Comment by zie

Comment by zie 12 hours ago

2 replies

Nice start!

There are a few other OSS implementations, a list on Wikipedia: https://en.wikipedia.org/wiki/Comparison_of_accounting_softw...

As someone who has helped write and manage one used internally at a thousands of active employee organization I have some thoughts:

Most of these skip over authorization of transactions, which is very important in many organizations. I.e. Tootie wants to buy a new widget. Her supervisor probably has to approve it along with someone from budget/accounting to confirm we actually have the cash to pay for said widget, etc.

These authorization/workflow systems can get stupidly complex.
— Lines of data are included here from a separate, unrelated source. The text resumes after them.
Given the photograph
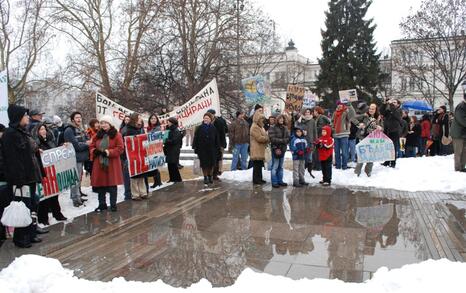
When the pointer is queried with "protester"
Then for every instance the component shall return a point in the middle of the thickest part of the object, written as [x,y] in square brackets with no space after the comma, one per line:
[206,145]
[341,123]
[239,141]
[44,140]
[458,134]
[258,142]
[138,187]
[300,149]
[154,125]
[368,122]
[222,129]
[325,150]
[279,137]
[22,170]
[75,134]
[440,129]
[106,148]
[172,149]
[412,138]
[392,123]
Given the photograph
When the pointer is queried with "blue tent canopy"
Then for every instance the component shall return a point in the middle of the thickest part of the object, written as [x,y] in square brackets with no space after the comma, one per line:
[420,105]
Ours is rule/action based via regex matches against columns in the DB, and we support a _rules view on said table, to help achieve our goals and allow customization for each "module" or type of transaction that needs authorization.

The other thing often missing is auditing. We have auditors show up once or twice a year and pour over our transactions, audit and access logs. We record every I/U/D that happens against any table in the DB and have kept this information forever. We also have a support ticket system with integrated VCS that we use religiously to help handle the why, that also never erases information.

The next big thing often missing is reporting. We have thousands of reports. Every employee basically needs a few different ones. The key people(The accounting, payroll, AP and budget departments, tend to get dozens of reports per employee).

We perhaps overly abuse use PostgreSQL's access controls. Every user gets a login, and we use row and column level access controls. This way all of the above features are tied into access control. So if we make a generic report(say a birthday list), we can make it available for everyone, but a supervisor can only see their own employees and say the main manager at a particular location can only see records pertaining to their location.

Lastly, these systems do not live in isolation, we are often the first and last source for information. We import and export data automatically against a wide range of various systems, from SSO to random one-off messes some employee managed to get installed somewhere. Having a sane way to deal with IO is essential. Our current best method is for every system we have to two-way sync with(which almost always happens if the product lives past the first year), we keep a separate world-view of what we think their data is. This way when stuff inevitably breaks, we can easily track down if it's an us or them problem and get it routed appropriately. Since we keep both our world-view AND their world-view in our PostgreSQL database, we can replicate any previous state(due to keeping both world-views and precise auditing).

robertlagrant 7 hours ago

All of that makes sense. Using your database's user model is something I've thought about for different types of system, but never done.

I have a random, different question: what was the process by which this effort was approved? I can imagine a lot of companies (and their C[TI]Os) would say "Well, we should buy Oracle Financials and customise it".

How do you get a large enough org to afford this development effort, without getting an org that picks a prebuilt solution that can be customised?

  • zie 7 hours ago

    It's because we are very old and we had custom software originally, way back in the 70 and 80's when we were first getting computers. When OpenVMS(the system our custom software was running on) was EOL'd, the existing team was given a lot of leeway to find a replacement. We were not very excited about the options and we had programmer staff already dedicated to the old custom software. Also users wanted "GUI" and "Web". So we implemented a new system in Python and PostgreSQL. PG functions are written in Python too.

    I wasn't part of the original team, but I was there for the re-write. I brought in Python and PostgreSQL and I created two-way sync between the old OpenVMS system and PostgreSQL, so we could take our time and didn't need to have a big cutover date. That was a HUGE selling point that got everyone on board.